When they collaborated on the making of the film in 2002, Simpson and Yates had hardly seen one another for 10 years.

==Response==
During the making of the film, the director and producers invited Yates and Simpson to return to Siula Grande in 2002 for the first time since the events of 1985. Simpson, despite finding the return emotionally difficult and experiencing post-traumatic stress syndrome on his return, eventually said that he was happy with the film and its portrayal of the events. Yates, on the other hand, reported having no unresolved issues relating to his and Simpson's adventure in 1985 nor to returning to Siula Grande to make the film, and decided to have nothing further to do with the production of the film once he had returned to England.

According to the film's end notes, Yates received criticism from some members of the mountaineering community in Britain for cutting the rope on his partner during the descent. However, according to interviews with Yates, the climbing community (including Simpson) has largely always sided with him on that matter, and he accused the film of being selectively edited and one-sided. Simpson has stated that his initial motivation in commencing the writing of the book was to set out the facts of the adventure in response to what he saw as unfair criticism of Yates.

The film received largely positive reviews. On the review aggregator website Rotten Tomatoes, 93% of 135 critics' reviews are positive, with an average rating of 7.30/10. The website's consensus reads: "Gripping even though the outcome is known." Metacritic, which uses a weighted average, assigned the film a score of 82 out of 100, based on 34 critics, indicating "universal acclaim".

===Awards===
Touching the Void won Alexander Korda Award for Best British Film at the 57th British Academy Film Awards.

Peter Knegt at Indiewire called it one of the "10 incredible documentaries that weren't nominated for an Oscar".

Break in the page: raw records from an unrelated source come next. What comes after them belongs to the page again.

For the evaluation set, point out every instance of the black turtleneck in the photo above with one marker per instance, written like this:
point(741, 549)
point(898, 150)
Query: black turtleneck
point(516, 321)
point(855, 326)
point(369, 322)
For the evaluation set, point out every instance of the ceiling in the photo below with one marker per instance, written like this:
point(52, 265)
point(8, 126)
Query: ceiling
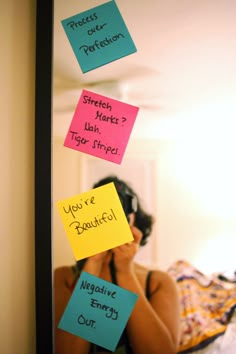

The BBC1's Film 2011 included Brendan Mackey's performance as Joe Simpson in their "Top Five Actors" who "Should Have Won an Oscar", along with Ingrid Bergman (for Casablanca), Anthony Perkins (for Psycho), Ralph Fiennes (for Schindler's List) and Jeff Bridges (for The Big Lebowski).

==Box office==
The film was released in theaters on 23 January 2004 and grossed $96,973 in the opening weekend. It went on to gross $4,593,598 in America and $9,292,204 from foreign markets for a worldwide total of $13,885,802 after 20 weeks.

==Music==
Original music for the film was scored by Alex Heffes. The climbers reach the summit to the climax of Thomas Tallis's Spem in alium. During one of Simpson's many deliriums, he experiences a very strong reminiscence of a Boney M song he hated thoroughly, "Brown Girl in the Ring"; at one point thinking "Bloody hell, I'm going to die to Boney M".